First appearance: Nao Tokui on Medium.
This is a blog post on my latest project, Imaginary Soundscape: Cross-Modal Approach to Generate Pseudo Sound Environments [PDF], presented at NIPS 2017 workshop, Machine Learning for Creativity and Design.
Imaginary Soundscape is a web-based sound installation, where viewers can freely walk around Google Street View and immerse themselves into the artificial soundscape “imagined” by our deep learning models. (I know imagine is not scientifically correct to describe the process. That’s why I double quoted it.)
Please be noted that the site is compatible with Chrome and Firefox browsers on PC only. The support for Safari and smartphone browsers is coming later.
This is a sound file recorded in 2002 by myself. Back then, I was so intent on field-recording, always carried and used a hand-made binaural microphone and an MD-recorder. Every time I listen to the sound, it recalls the memory of my first trip to abroad with the feeling of anxiety, nervousness, and excitement I felt as a 20-something student.
Needless to say, the sound has a unique potential to bring scenes/memories to mind (often more potent than the vision). When you hear something, you can imagine sights (and even smells) based on the sound, as if you were there. I personally have been intrigued by the concept of “soundscape” and the imagination stirred by the sound. Back in 2015, I made a microphone for 360-degree cameras, based on an old technical theory called Ambisonics.
A soundscape is any collection of sounds, almost like a painting is a collection of visual attractions. When you listen carefully to the soundscape it becomes quite miraculous.—R. Murray Schafer
In 2016, I was fortunate to get involved with a music video of Brian Eno (He is THE idol for me!!). The Ship — Brian Eno’s Generative Movie was a website, where a CNN-based system keeps analyzing incoming photos from various news sources, finds “similar” photos from a historical photo archive and juxtaposes them in a very very slow way. The concept was to make AI look back the history of the human being.
When we tested the system, something like the following happened frequently (left: input photo / right: photo picked by AI). It’s easy to say “it’s not correct”, but at the same time, we found it fascinating as if AI fantasized based on the input images.

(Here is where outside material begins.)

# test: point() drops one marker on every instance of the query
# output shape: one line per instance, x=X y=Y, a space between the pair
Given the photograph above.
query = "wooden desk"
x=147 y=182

These interests in the soundscape and fantasizing AI led to my latest project, Imaginary Soundscape.
As I wrote, one can imagine scenes from a sound. Conversely, by taking a glance at a photo, we can imagine sounds we might hear if we were there. Can an AI system do the same? If so, what if we apply the method to images of Google Street View, so that we can walk around with the generated soundscape? This relatively straight-forward fantasy ended up as a website called Imaginary Soundscape.
By taking a glance at a photo, we can imagine sounds we might hear if we were there. Can AI do the same?
Many researchers around the world have been working on Cross-modal information retrieval, such as image-to-audio, sound-to-image, sound-to-text, using Deep Learning. We have introduced some of these researches on our website, createwith.ai (in Japanese). Our implementation of this project was based on research done by researchers at MIT.
In this research, they used two types of Convolutional Neural Networks(CNN), one for images of video frames and the other for spectrogram images of audio and Flickr 100M video dataset for training. For images, pre-trained standard CNN models for image recognition were used (namely VGG model for ImageNet and PlacesNet for Places dataset). Then they trained the second network(SoundNet), such that the output of SoundNet has similar distribution with the output of pre-trained well-established models for the image as much as possible, with respect to the input of a sound and its corresponding video frame.
Once trained, the rest was straightforward. For a given image from Google Street View, we can find the best-matched sound file from a pre-collected sound dataset, such that the output of SoundNet with the sound input is the most similar to the output of the CNN model for the image. As the sound dataset, we collected 15000 sound files from internet published under Creative Commons license and filtered with another CNN model on spectrogram trained to distinguish environmental/ambient sound from other types of audio (music, speech, etc.).
Our short paper on this project got accepted at NIPS 2017 workshop, Machine Learning for Creativity and Design. If you are interested in more detail about the project, please refer to the paper.
Here is a short video to show how the website works. I find it interesting to see/hear that the model (apparently) takes into account the acoustic features of the scenery. For example, in a scene of a church (La Sagrada Familia in Barcelona), you can hear sounds with very strong reverberation.
The system cannot infer matched sound with accuracy and makes mistakes (In the video, the model seems to misunderstand the inside of Tokyo Dome ballpark as a racing circuit or something). Even though, or for this very reason, I find it intriguing.
Feel free to search your favorite places and walk around them. I’d love to hear what you think! Special shout out Yuma Kajihara for working on the website and the paper!